Our Children Ought To Be Grounded
I don't mean they should be sent to their rooms to repent, but that we owe it to our children to offer them a Unitarian Universalist identity. I share with my colleague in Concord, MA, the Rev. Gary Smith the urge to get to "the identification of a corpus of material we would like our children to know, to own in their beings, by the time they have come of age in our programs..." ("Taking Our Children Seriously," in the collection of essays on UU religious education, Essex Conversations: Visions for Lifespan Religious Education. Available from www.uua.org/bookstore).
We already provide a safe and supportive environment for creative interchange in our RE program, we're good at looking at the content of other religious traditions- what about our own?
The DRE and I have been in conversation about this. What are the foundational texts we want to emphasize this year? How will we perceive them through the 7 principles? What texts from the 6 sources shall we lift up? What 5 UU songs or hymns shall we emphasize? What 4 readings or prayers shall we ask them to write? What 3 projects? What 2 acts of spiritual risk taking? What 1 credo might they write?
Those of you who have come to Unitarian Universalism fairly recently from other religious traditions may find this desire rather unremarkable but in some ways it is a revolutionary confession. Most UU "Coming of Age" programs have been based on one of two objectives: helping a younger person become ready for membership in a particular congregation or in more clearly identifying their particular spiritual path and practice. Until recently, the idea that there could be a catechism, or standardized set of ideas about what it is important to know about Unitarian Universalism has been studiously avoided.

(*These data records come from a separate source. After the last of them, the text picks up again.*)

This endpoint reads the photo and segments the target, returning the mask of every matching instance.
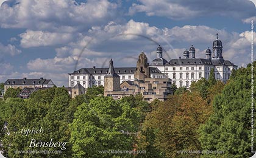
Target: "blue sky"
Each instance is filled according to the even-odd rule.
[[[205,58],[216,33],[224,59],[246,66],[251,20],[247,0],[10,0],[0,7],[0,82],[43,77],[67,86],[76,67],[106,67],[110,58],[135,66],[142,50],[155,57],[157,44],[167,60],[191,44]]]

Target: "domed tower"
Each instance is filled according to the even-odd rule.
[[[207,50],[206,50],[205,55],[206,55],[206,59],[209,59],[209,60],[212,59],[212,51],[209,47],[208,47]]]
[[[161,46],[159,45],[157,48],[157,58],[153,60],[150,64],[151,66],[163,66],[167,63],[167,60],[163,58],[163,49]]]
[[[188,59],[190,58],[190,52],[188,50],[186,50],[183,52],[183,55],[184,56],[184,58]]]
[[[160,45],[157,49],[157,58],[163,58],[163,49]]]
[[[196,49],[191,45],[191,47],[190,48],[190,58],[194,59],[196,58]]]
[[[219,40],[218,33],[216,34],[216,39],[213,43],[213,59],[219,60],[223,58],[222,57],[222,43]]]

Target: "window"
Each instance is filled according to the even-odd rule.
[[[187,81],[186,82],[186,87],[187,88],[188,88],[188,81]]]
[[[180,88],[183,86],[183,82],[182,81],[180,81]]]
[[[199,72],[199,78],[202,78],[202,72]]]
[[[192,79],[194,79],[194,72],[192,72],[192,73],[191,73],[191,78],[192,78]]]
[[[176,73],[173,73],[172,74],[172,78],[173,79],[176,79]]]

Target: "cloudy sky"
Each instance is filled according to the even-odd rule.
[[[135,66],[161,44],[169,60],[193,44],[205,58],[216,33],[223,56],[239,66],[251,60],[247,0],[9,0],[0,7],[0,83],[44,77],[68,85],[81,67]],[[255,41],[256,43],[256,40]]]

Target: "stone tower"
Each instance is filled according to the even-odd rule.
[[[219,40],[218,33],[216,34],[216,38],[213,43],[213,55],[212,58],[213,60],[222,60],[223,59],[222,56],[222,43]]]
[[[139,57],[134,73],[134,78],[139,81],[144,81],[146,78],[150,78],[149,66],[146,54],[142,52]]]
[[[120,77],[115,72],[112,59],[109,61],[109,68],[107,74],[104,77],[105,92],[120,91]]]

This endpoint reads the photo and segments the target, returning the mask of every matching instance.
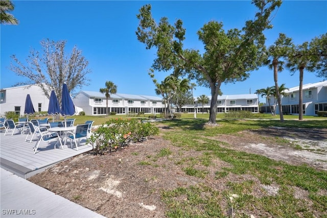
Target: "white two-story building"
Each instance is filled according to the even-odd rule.
[[[327,111],[327,81],[316,83],[309,83],[302,86],[303,115],[314,116],[318,111]],[[284,113],[298,114],[299,86],[291,88],[285,91],[286,94],[282,96],[282,106]],[[269,96],[270,104],[273,106],[275,101],[273,96]],[[265,112],[270,112],[269,109],[268,98],[266,105],[261,107]],[[279,114],[278,104],[276,107],[276,113]]]
[[[203,105],[197,100],[194,105],[186,105],[182,107],[182,112],[206,113],[210,109],[211,96],[208,96],[209,101]],[[218,95],[217,101],[217,112],[228,113],[230,111],[246,110],[252,113],[259,111],[259,99],[255,94],[228,94]]]
[[[108,113],[155,114],[164,112],[162,100],[156,96],[127,94],[110,94],[108,100]],[[73,99],[75,106],[83,109],[86,115],[107,114],[107,99],[104,94],[97,91],[81,91]]]
[[[36,111],[47,111],[49,100],[43,90],[36,85],[2,89],[1,90],[0,115],[6,111],[15,111],[20,116],[24,115],[26,95],[30,94]],[[180,112],[207,112],[209,102],[204,105],[197,101],[194,105],[183,107]],[[100,115],[107,114],[107,100],[104,94],[98,91],[81,91],[73,99],[76,114],[84,111],[85,115]],[[246,110],[258,112],[259,100],[255,94],[224,95],[218,96],[217,113],[230,111]],[[111,94],[108,100],[108,113],[127,114],[143,112],[146,114],[164,113],[165,106],[163,100],[157,96],[128,94]]]

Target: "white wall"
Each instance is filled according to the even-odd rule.
[[[25,100],[30,94],[35,111],[38,111],[38,104],[41,104],[41,111],[47,111],[49,100],[43,90],[36,85],[24,86],[1,89],[5,94],[3,101],[0,102],[0,115],[4,115],[6,111],[14,111],[15,107],[20,107],[20,115],[24,115]]]

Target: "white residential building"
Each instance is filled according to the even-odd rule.
[[[75,106],[83,109],[86,115],[104,115],[107,113],[107,100],[100,92],[81,91],[73,99]],[[108,101],[108,113],[155,114],[164,111],[162,100],[156,96],[127,94],[110,94]]]
[[[302,86],[303,115],[314,116],[317,111],[327,111],[327,81],[316,83],[309,83]],[[282,96],[283,111],[285,113],[298,114],[299,86],[291,88],[285,91],[286,95]],[[270,96],[272,107],[275,100]],[[261,108],[264,112],[269,113],[268,98],[266,105]],[[276,107],[276,113],[279,114],[278,104]]]
[[[182,107],[181,111],[197,113],[207,113],[210,109],[211,96],[208,96],[209,101],[202,106],[197,99],[195,105],[186,105]],[[202,107],[203,106],[203,107]],[[259,111],[259,99],[255,94],[228,94],[218,96],[217,101],[217,112],[228,113],[230,111],[245,110],[252,113]]]
[[[23,116],[27,94],[31,95],[35,111],[48,111],[49,100],[41,88],[36,85],[26,85],[0,89],[0,115],[4,116],[7,111],[15,111]]]
[[[36,111],[47,111],[49,100],[43,90],[36,85],[24,86],[1,90],[0,115],[6,111],[15,111],[20,116],[24,115],[25,100],[30,94]],[[203,105],[195,101],[194,105],[182,107],[180,112],[193,113],[207,112],[210,109],[209,102]],[[107,100],[104,94],[98,91],[80,91],[73,99],[77,114],[83,111],[85,115],[100,115],[107,113]],[[259,100],[255,94],[224,95],[218,96],[217,113],[230,111],[246,110],[258,112]],[[127,94],[111,94],[108,101],[108,113],[127,114],[144,112],[156,114],[165,112],[163,100],[157,96]]]

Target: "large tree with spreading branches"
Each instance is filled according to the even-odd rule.
[[[147,5],[136,15],[139,20],[136,32],[137,39],[147,49],[155,47],[157,58],[152,67],[158,71],[173,70],[174,74],[188,76],[200,85],[209,87],[211,103],[209,122],[216,124],[217,100],[223,83],[233,83],[246,79],[249,72],[262,65],[265,37],[263,32],[272,27],[273,12],[281,1],[256,1],[258,8],[253,20],[246,21],[240,30],[225,31],[223,23],[211,21],[197,32],[205,52],[184,48],[185,30],[183,22],[177,20],[171,25],[167,17],[157,23],[152,17],[151,6]]]
[[[20,62],[15,55],[12,55],[13,62],[11,63],[10,69],[28,79],[16,85],[36,84],[48,99],[51,90],[54,90],[59,103],[61,102],[64,83],[67,84],[69,92],[83,85],[88,85],[89,80],[86,75],[90,72],[87,68],[88,61],[76,46],[70,54],[66,54],[66,42],[62,40],[42,40],[41,51],[31,50],[26,59],[26,63]]]

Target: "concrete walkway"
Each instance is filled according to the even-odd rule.
[[[1,217],[105,217],[1,168]]]

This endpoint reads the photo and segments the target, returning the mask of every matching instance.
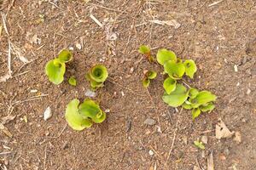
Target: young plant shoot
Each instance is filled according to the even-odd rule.
[[[65,118],[68,125],[74,130],[81,131],[90,128],[95,123],[101,123],[106,119],[99,105],[91,99],[84,99],[82,104],[74,99],[67,105]]]
[[[64,80],[66,71],[66,63],[71,61],[73,54],[70,51],[63,49],[57,58],[49,60],[45,65],[45,73],[49,82],[54,84],[60,84]]]
[[[144,78],[143,79],[143,87],[148,88],[150,84],[150,80],[154,79],[156,76],[157,76],[157,72],[154,71],[148,71],[144,75]]]
[[[149,52],[146,49],[146,48],[141,47],[140,52],[148,52],[148,54]],[[164,73],[168,75],[163,83],[165,93],[162,99],[165,103],[172,107],[182,106],[184,109],[192,110],[193,120],[199,116],[201,112],[210,112],[214,109],[215,106],[212,102],[217,99],[214,94],[193,88],[187,89],[182,84],[184,75],[189,78],[194,77],[197,71],[194,60],[181,60],[176,56],[174,52],[166,48],[158,51],[156,60],[164,67]],[[148,84],[149,79],[144,78],[143,85],[148,87]]]
[[[145,57],[148,60],[148,61],[150,63],[154,61],[154,57],[151,55],[151,50],[150,48],[146,46],[146,45],[142,45],[139,49],[138,52],[140,54],[143,54],[143,55],[145,55]]]
[[[92,67],[85,77],[90,82],[92,90],[96,90],[104,86],[104,82],[108,76],[108,70],[103,65],[96,65]]]

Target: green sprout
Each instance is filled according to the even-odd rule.
[[[82,104],[79,103],[74,99],[67,105],[65,118],[73,129],[81,131],[90,128],[93,122],[101,123],[106,119],[106,113],[95,101],[84,99]]]
[[[150,54],[150,49],[141,46],[139,52]],[[165,93],[162,99],[165,103],[172,107],[182,106],[183,109],[192,110],[193,120],[201,112],[211,112],[215,108],[213,102],[216,101],[216,95],[206,90],[199,91],[190,88],[184,82],[184,75],[193,79],[197,71],[194,60],[181,60],[173,51],[166,48],[158,51],[156,60],[164,67],[164,73],[168,75],[163,83]],[[143,86],[147,88],[149,82],[149,78],[145,76],[143,80]],[[188,86],[189,89],[183,83]]]
[[[103,87],[108,76],[108,70],[103,65],[95,65],[85,75],[86,79],[90,82],[92,90]]]
[[[69,79],[68,79],[68,83],[71,85],[71,86],[76,86],[77,85],[77,80],[74,76],[71,76]]]
[[[199,149],[201,149],[201,150],[205,150],[206,149],[206,147],[203,144],[203,143],[201,142],[201,141],[199,141],[198,139],[194,141],[194,144],[195,144],[195,146],[196,146]]]
[[[148,71],[144,75],[144,78],[143,79],[143,87],[148,88],[150,84],[150,80],[154,79],[156,76],[157,76],[157,72],[154,71]]]
[[[73,54],[67,49],[63,49],[58,57],[49,60],[45,65],[45,73],[49,82],[54,84],[60,84],[64,80],[66,64],[73,58]]]
[[[148,46],[142,45],[139,48],[138,52],[144,54],[150,63],[154,61],[154,57],[151,55],[151,50]]]

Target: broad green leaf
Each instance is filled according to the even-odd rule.
[[[46,64],[45,73],[49,80],[55,84],[60,84],[63,82],[65,71],[65,63],[61,63],[59,59],[55,59]]]
[[[68,125],[74,130],[83,130],[85,128],[90,128],[92,126],[91,120],[84,118],[79,112],[78,106],[79,105],[79,100],[75,99],[69,102],[67,105],[65,118]]]
[[[185,68],[186,68],[186,71],[185,71],[186,75],[188,76],[189,76],[190,78],[193,78],[194,74],[197,71],[196,65],[195,65],[195,61],[192,60],[186,60],[184,61],[183,65],[185,65]]]
[[[77,85],[77,80],[74,76],[71,76],[69,79],[68,79],[68,83],[72,86],[76,86]]]
[[[162,99],[165,103],[168,104],[172,107],[177,107],[182,105],[188,99],[189,92],[184,86],[177,84],[176,88],[170,94],[165,93]]]
[[[169,51],[167,49],[160,49],[156,54],[156,60],[159,64],[164,65],[166,61],[172,60],[176,62],[177,57],[173,51]]]
[[[138,52],[141,53],[141,54],[150,54],[150,48],[146,46],[146,45],[142,45],[139,48]]]
[[[164,68],[169,76],[174,79],[181,79],[185,72],[185,66],[183,63],[176,63],[172,60],[166,61]]]
[[[177,81],[175,79],[172,79],[171,77],[167,77],[164,82],[164,88],[167,94],[170,94],[172,91],[176,88],[176,82]]]
[[[189,90],[189,96],[190,99],[195,99],[198,94],[199,91],[194,88],[190,88]]]
[[[215,105],[211,102],[204,105],[201,105],[199,108],[202,112],[211,112],[215,108]]]
[[[67,63],[72,60],[73,54],[69,50],[63,49],[60,52],[58,58],[60,59],[61,62]]]
[[[209,91],[201,91],[197,96],[191,99],[192,106],[194,108],[197,108],[200,105],[205,105],[208,102],[215,101],[217,99],[217,96],[212,94]]]
[[[201,110],[199,108],[194,108],[192,110],[192,118],[193,118],[193,121],[198,117],[201,114]]]
[[[147,71],[146,73],[146,76],[148,78],[148,79],[154,79],[157,76],[157,72],[154,71]]]
[[[187,109],[187,110],[192,109],[192,106],[189,104],[186,104],[186,102],[184,102],[182,106],[183,106],[183,108]]]
[[[203,143],[202,143],[202,142],[200,142],[199,140],[194,141],[194,144],[195,144],[196,147],[198,147],[198,148],[200,148],[200,149],[201,149],[201,150],[205,150],[205,149],[206,149],[206,148],[205,148],[205,145],[203,144]]]
[[[97,82],[103,82],[108,76],[108,70],[103,65],[97,65],[90,71],[90,78]]]
[[[143,79],[143,85],[144,88],[148,88],[149,86],[150,80],[148,78]]]
[[[102,112],[100,106],[91,99],[84,99],[79,106],[79,111],[85,117],[90,117],[94,122],[102,122],[106,118],[106,114]]]

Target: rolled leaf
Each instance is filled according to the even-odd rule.
[[[201,114],[201,110],[199,108],[194,108],[192,110],[192,118],[193,118],[193,121],[198,117]]]
[[[108,72],[103,65],[97,65],[91,68],[89,76],[90,78],[97,82],[103,82],[108,78]]]
[[[148,78],[143,78],[143,85],[144,88],[148,88],[149,86],[150,80]]]
[[[60,52],[58,58],[60,59],[61,62],[67,63],[73,60],[73,54],[69,50],[63,49]]]
[[[189,92],[186,88],[181,84],[177,84],[176,88],[170,94],[164,94],[162,99],[165,103],[172,107],[177,107],[182,105],[188,99]]]
[[[176,82],[177,81],[175,79],[172,79],[171,77],[167,77],[164,82],[164,88],[167,94],[170,94],[172,91],[176,88]]]
[[[156,60],[159,64],[164,65],[166,61],[177,61],[177,56],[173,51],[167,49],[160,49],[156,54]]]
[[[201,91],[197,96],[191,99],[191,105],[193,106],[193,108],[197,108],[200,105],[207,104],[209,102],[212,101],[215,101],[217,99],[217,96],[212,94],[211,92],[209,91]]]
[[[156,77],[156,76],[157,76],[157,72],[155,72],[154,71],[148,71],[146,73],[147,78],[151,79],[151,80],[154,79]]]
[[[74,130],[83,130],[85,128],[90,128],[92,126],[92,122],[90,119],[84,118],[79,112],[78,106],[79,105],[79,100],[75,99],[73,99],[67,105],[65,118],[68,125]]]
[[[72,86],[76,86],[77,85],[77,80],[74,76],[71,76],[69,79],[68,79],[68,83]]]
[[[196,72],[197,68],[196,68],[196,65],[195,63],[194,60],[186,60],[183,63],[183,65],[185,65],[185,73],[188,76],[189,76],[190,78],[194,77],[194,74]]]
[[[205,105],[201,105],[199,108],[202,112],[211,112],[215,108],[215,105],[211,102]]]
[[[59,59],[55,59],[46,64],[45,73],[49,80],[55,84],[60,84],[63,82],[65,71],[65,63],[61,62]]]
[[[189,96],[190,99],[195,99],[198,94],[199,91],[194,88],[190,88],[189,90]]]
[[[183,63],[176,63],[175,61],[166,61],[164,69],[169,76],[173,79],[181,79],[185,73],[185,66]]]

In many cases- this has meant our children growing up knowing less about Unitarian Universalism than what anyone can read in an encyclopedia entry.
A few weeks back when I sat in on a class of our own Coming of Age youth, I asked them to memorize the Principles & Purposes by Christmas. As our DRE reminded me, she and I will need to memorize them by then too! I ask them to do this not for rote recitation but as building blocks for their personal theology.
This path will help them to really learn the colors in our rainbow, the pieces in the UU puzzle, the notes in the scale. What life story will they paint? What justice will they fit together? What new hymns of meaning will they sing?
Only by thorough familiarity and deep engagement with the sources of our faith, can our youth wrest Unitarian Universalism out of our hands, and claim it as their own. I look forward to their educating me! And for you, gentle reader, what are you willing to do to gain more spiritual depth?